- Born: Piruz Sarkis Artin Galfayan 15 March 1943 Cairo, Kingdom of Egypt
- Died: 30 January 2016 (aged 72) Cairo, Egypt
- Occupations: Actress; entertainer;
- Years active: 1950–1959
- Spouse: Badreddine Gamgoum ​ ​(m. 1959; died 1992)​
- Children: 2
- Relatives: Nelly (sister); Lebleba (cousin);

= Feyrouz =

Egyptian child actress (1943–2016)

Piruz Sarkis Artin Galfayan (پيروز سركيس آرتين جالفايان; Փիրուզ Սարգիս Արթին Գալֆայան; 15 March 1943 – 30 January 2016), known in Egypt as Feyrouz or Fayruz (فيروز), was an Egyptian film child actress.

== Biography ==
Piruz was born in Cairo in a family of Armenian descent on 15 March 1943. Her sister Nelly also entered the entertainment industry. She began her acting career very young, making her debut at the age of 7 in the 1950 film Yasmine. Egyptian director Anwar Wagdi was helpful to her in her career. She ultimately retired from acting at 15, in 1959, to wed comedian Badreddine Gamgoum (بدر الدين جمجوم).

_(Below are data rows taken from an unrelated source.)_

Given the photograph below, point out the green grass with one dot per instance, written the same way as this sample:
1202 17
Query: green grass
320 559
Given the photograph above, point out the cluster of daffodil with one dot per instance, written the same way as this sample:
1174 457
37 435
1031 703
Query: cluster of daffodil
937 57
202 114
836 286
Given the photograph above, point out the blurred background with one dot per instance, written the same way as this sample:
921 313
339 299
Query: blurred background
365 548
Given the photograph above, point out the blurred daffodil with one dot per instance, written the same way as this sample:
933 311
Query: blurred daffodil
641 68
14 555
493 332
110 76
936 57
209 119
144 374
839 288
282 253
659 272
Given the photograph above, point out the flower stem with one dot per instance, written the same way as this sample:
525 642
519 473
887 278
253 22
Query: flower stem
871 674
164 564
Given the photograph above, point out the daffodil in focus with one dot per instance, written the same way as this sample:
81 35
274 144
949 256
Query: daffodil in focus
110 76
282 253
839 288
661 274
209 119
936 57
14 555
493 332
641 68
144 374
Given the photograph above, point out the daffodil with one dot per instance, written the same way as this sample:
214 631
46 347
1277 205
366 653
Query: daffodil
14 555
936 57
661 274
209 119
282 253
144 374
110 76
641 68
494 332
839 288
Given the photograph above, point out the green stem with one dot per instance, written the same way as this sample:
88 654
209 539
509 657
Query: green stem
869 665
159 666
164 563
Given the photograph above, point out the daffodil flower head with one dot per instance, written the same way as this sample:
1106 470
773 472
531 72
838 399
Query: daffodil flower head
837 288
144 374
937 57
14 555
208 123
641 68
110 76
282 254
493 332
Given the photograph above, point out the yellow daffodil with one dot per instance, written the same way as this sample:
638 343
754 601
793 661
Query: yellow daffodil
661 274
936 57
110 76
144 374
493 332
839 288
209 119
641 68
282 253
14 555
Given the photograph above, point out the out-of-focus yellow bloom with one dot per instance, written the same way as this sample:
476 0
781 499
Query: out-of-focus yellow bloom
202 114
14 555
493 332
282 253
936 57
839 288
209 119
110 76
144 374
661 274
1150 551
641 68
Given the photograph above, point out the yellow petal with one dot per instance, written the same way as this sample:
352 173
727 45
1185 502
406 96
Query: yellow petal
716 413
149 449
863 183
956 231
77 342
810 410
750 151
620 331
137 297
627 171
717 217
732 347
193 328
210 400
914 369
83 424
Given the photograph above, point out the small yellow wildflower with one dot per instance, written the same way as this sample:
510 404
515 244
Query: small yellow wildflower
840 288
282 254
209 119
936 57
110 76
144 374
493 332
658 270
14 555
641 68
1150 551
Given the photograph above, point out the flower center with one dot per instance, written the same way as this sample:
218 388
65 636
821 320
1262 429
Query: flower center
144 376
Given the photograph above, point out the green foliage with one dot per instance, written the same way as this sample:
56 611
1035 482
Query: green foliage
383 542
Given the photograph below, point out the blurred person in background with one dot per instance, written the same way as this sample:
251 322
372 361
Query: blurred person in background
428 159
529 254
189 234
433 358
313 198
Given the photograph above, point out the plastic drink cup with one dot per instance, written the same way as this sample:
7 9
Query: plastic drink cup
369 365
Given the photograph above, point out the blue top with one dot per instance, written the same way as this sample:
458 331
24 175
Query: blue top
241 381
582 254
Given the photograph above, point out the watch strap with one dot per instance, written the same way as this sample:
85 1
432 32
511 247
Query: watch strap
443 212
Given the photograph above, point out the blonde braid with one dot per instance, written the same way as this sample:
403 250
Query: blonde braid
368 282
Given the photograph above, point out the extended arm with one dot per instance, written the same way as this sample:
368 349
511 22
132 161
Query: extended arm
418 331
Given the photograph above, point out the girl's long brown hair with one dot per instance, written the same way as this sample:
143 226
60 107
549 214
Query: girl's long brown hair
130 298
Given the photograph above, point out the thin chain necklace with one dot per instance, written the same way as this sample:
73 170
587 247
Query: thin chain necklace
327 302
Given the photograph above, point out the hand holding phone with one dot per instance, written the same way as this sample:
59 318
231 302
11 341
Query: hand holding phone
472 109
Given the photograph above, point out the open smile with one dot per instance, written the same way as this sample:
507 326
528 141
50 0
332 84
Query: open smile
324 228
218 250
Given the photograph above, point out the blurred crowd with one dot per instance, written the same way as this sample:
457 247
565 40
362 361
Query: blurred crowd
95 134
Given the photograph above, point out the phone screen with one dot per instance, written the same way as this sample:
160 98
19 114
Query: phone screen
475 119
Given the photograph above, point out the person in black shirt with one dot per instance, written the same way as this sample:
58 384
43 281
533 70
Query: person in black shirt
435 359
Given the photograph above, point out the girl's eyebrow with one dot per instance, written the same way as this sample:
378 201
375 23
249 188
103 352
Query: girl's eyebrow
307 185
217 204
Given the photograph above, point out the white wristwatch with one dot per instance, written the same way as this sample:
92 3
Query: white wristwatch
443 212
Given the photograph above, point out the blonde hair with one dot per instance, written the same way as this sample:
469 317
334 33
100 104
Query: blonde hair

The couple had two children together, Iman and Ayman.

==Filmography==
- 1950: Yasmin (ياسمين)
- 1951: Fayruz Hanem (فيروز هانم; Lady Fayruz)
- 1952: Elherman (الحرمان; Deprivation)
- 1952: Suret Elzefaf (صورة الزفاف; Wedding Photo)
- 1953: Dahab (دهب)
- 1955: Asafir Elganna (عصافير الجنه; The Sparrows of Paradise)
- 1957: Esmail Yasin Tarazan (اسماعيل ياسين طرزان)
- 1958: Ayyami Elsaida (أيامى السعيده; My Happy Days)
- 1958: Esmail Yasin lel Bie (اسماعيل ياسين للبيع; Esmail Yasin for Sale)
- 1959: Bafakkar fi elli Nasini (بافكر فى اللى ناسينى; I'm Thinking in Who Is Forgetting Me)

==Awards==
- In 2001, she was honored with a "Lifetime Achievement Award" at the Cairo Film Festival.